Sa gorge n'était pas la seule à le faire souffrir ; une douleur lancinante s'était réveillée depuis peu dans ses bras et transperçait sa peau de part en part, comme si un crétin s'était mis à jouer du Flamenco en prenant ses muscles pour des cordes de guitare...

Probablement un contrecoup de son Innocence. Il avait poussé la synchronisation un peu loin, quelque part autour des quatre-vingt-cinq pourcents, soit neuf pourcents de plus que son taux de résonance originel mais pas au point de se transfigurer, heureusement... Parce que se transfigurer, ça voulait déjà dire s'habituer à cette putain de douleur, mais surtout parce que son Grand-père lui avait clairement fait comprendre ce qu'il adviendrait si son Innocence prenait le dessus une bonne fois pour toute.

Il lâcha un soupir, fermant les yeux pour mieux ignorer la douleur. Tyki n'avait même pas pris la peine de l'attacher. Allongé sur ce qui devait être un matelas, ou peut-être un canapé à en juger de la hauteur qu'il avait sur la pièce, le roux était clairement incapable de bouger. Encore moins de se lever pour aller en foutre une à son ravisseur. C'était comme s'il l'avait vidé de ses forces... Ce connard de Noah qui devait jouir de le voir crever dans son coin, ce connard de Noah qui ne méritait pas d'être si beau et dont la voix rauque finit par déchirer le silence :

« Evite de trop bouger. Je crois que je t'ai pété le poignet. »
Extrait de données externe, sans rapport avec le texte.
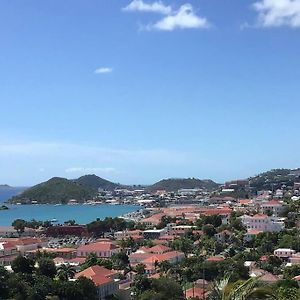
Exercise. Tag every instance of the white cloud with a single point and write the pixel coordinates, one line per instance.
(275, 13)
(184, 18)
(103, 70)
(156, 7)
(84, 170)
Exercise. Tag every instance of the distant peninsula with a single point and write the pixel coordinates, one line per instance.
(5, 186)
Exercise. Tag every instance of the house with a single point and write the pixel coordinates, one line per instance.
(8, 252)
(119, 235)
(67, 253)
(102, 249)
(63, 230)
(262, 222)
(10, 231)
(223, 236)
(196, 292)
(251, 233)
(284, 252)
(275, 207)
(103, 278)
(154, 220)
(150, 260)
(153, 233)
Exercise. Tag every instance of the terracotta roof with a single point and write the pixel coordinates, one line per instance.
(158, 248)
(6, 245)
(98, 246)
(216, 258)
(196, 292)
(260, 216)
(100, 280)
(96, 270)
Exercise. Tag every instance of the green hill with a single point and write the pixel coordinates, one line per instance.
(274, 179)
(55, 190)
(174, 184)
(95, 182)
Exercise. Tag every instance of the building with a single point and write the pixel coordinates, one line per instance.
(67, 253)
(284, 252)
(102, 249)
(153, 233)
(25, 244)
(103, 278)
(275, 207)
(262, 222)
(63, 230)
(10, 231)
(8, 252)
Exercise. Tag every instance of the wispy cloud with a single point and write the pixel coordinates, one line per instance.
(276, 13)
(155, 7)
(184, 18)
(84, 170)
(103, 70)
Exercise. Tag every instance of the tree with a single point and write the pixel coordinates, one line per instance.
(183, 244)
(292, 271)
(240, 290)
(4, 289)
(65, 271)
(90, 261)
(46, 267)
(140, 269)
(161, 289)
(209, 230)
(86, 288)
(22, 265)
(19, 225)
(120, 260)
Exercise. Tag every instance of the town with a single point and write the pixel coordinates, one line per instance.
(178, 245)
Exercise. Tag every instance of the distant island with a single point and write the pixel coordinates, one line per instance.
(87, 187)
(5, 186)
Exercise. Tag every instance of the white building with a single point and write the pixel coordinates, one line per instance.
(261, 222)
(284, 252)
(274, 206)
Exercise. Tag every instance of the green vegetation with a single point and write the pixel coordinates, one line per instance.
(28, 282)
(174, 184)
(55, 190)
(274, 179)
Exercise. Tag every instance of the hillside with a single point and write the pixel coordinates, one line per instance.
(55, 190)
(95, 182)
(174, 184)
(274, 179)
(5, 186)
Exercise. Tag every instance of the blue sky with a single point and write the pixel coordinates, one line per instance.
(137, 91)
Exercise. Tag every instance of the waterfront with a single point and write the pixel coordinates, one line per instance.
(82, 214)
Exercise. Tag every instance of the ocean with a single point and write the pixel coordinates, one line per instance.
(82, 214)
(8, 192)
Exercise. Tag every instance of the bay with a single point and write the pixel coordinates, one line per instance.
(82, 214)
(8, 192)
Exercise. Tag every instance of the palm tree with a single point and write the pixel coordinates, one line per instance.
(65, 271)
(250, 289)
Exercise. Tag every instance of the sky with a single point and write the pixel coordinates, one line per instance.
(136, 91)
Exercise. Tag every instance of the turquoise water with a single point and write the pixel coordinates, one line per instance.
(7, 192)
(82, 214)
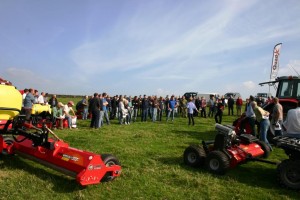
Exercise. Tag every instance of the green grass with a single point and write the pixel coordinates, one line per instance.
(152, 167)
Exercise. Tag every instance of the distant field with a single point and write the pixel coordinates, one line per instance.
(152, 167)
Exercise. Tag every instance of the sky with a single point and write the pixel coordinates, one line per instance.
(137, 47)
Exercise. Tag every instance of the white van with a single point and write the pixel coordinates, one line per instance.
(207, 95)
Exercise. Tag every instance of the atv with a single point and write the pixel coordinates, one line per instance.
(227, 151)
(288, 171)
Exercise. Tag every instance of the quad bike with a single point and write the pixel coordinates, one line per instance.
(227, 151)
(288, 171)
(32, 141)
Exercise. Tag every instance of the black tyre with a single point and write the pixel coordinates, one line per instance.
(109, 160)
(194, 156)
(217, 162)
(9, 141)
(265, 148)
(288, 173)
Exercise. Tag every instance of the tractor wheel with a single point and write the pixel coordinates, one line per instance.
(9, 141)
(217, 162)
(265, 148)
(194, 156)
(109, 160)
(288, 173)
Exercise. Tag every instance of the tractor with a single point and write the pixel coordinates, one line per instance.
(37, 142)
(288, 93)
(288, 171)
(227, 151)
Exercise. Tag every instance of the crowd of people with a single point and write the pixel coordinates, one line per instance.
(101, 108)
(60, 112)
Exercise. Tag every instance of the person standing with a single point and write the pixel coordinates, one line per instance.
(155, 107)
(114, 105)
(262, 117)
(53, 101)
(197, 104)
(172, 104)
(28, 102)
(85, 104)
(292, 123)
(66, 112)
(219, 114)
(105, 108)
(239, 104)
(161, 106)
(145, 106)
(230, 105)
(191, 107)
(249, 117)
(135, 103)
(277, 117)
(183, 107)
(203, 107)
(211, 103)
(41, 98)
(94, 108)
(58, 116)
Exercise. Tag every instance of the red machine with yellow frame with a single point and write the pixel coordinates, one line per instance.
(24, 139)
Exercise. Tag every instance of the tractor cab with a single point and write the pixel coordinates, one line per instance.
(288, 92)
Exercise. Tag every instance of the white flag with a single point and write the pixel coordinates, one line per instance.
(275, 62)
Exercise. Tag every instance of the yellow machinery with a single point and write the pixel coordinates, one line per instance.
(38, 108)
(10, 102)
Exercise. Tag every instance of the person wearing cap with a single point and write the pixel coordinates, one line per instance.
(262, 116)
(291, 125)
(190, 106)
(277, 117)
(66, 112)
(172, 104)
(58, 116)
(219, 113)
(230, 105)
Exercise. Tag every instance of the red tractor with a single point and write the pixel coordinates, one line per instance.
(17, 136)
(227, 151)
(288, 171)
(288, 93)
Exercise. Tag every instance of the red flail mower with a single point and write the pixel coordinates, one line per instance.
(38, 143)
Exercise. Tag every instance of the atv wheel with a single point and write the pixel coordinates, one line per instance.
(217, 162)
(194, 156)
(265, 148)
(288, 173)
(109, 160)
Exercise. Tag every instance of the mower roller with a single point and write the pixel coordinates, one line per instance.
(17, 136)
(227, 151)
(288, 171)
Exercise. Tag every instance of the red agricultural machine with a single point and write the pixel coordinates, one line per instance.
(288, 93)
(227, 151)
(17, 136)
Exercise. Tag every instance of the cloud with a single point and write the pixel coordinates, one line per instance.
(250, 85)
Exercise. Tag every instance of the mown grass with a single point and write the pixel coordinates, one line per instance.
(152, 167)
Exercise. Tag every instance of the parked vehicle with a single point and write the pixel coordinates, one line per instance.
(187, 95)
(234, 95)
(263, 96)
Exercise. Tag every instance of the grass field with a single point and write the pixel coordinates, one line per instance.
(152, 167)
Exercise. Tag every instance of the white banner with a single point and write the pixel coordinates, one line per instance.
(275, 62)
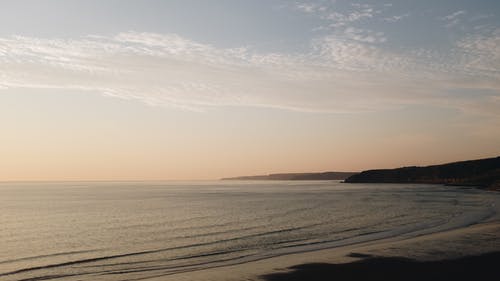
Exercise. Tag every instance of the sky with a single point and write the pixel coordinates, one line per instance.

Lavi tourna lentement la tête vers la voix, planquée quelque part dans un coin de la pièce, près du mince rai de lumière qui indiquait la présence de la porte. Tyki devait être appuyé contre le mur, les mains dans les poches. Il avait toujours trouvé sa nonchalance agaçante, cependant sa voix n'était pas moqueuse, mais calme et assurée.

A croire qu'il se réservait le meilleur pour la fin, comme un gamin qui se débarrasserait d'abord de ses légumes avant de s'intéresser au reste de son assiette. Rien de très rassurant en soi. Quelques heures, quelques jours de répit avant de sentir s'enfoncer une main gantée dans sa poitrine et d'observer, impuissant, à quoi peut bien ressembler le cœur d'un stupide Bookman. Le sien. Le roux aurait aimé lui dire que jouer le rôle des épinards qu'on mange en premier lui convenait tout à fait et que plus vite il se débarrasserait de lui, plus vite il pourrait retourner jouer avec sa nièce adorée, mais sa tentative de parler avorta en une nouvelle quinte de toux, sèche et douloureuse.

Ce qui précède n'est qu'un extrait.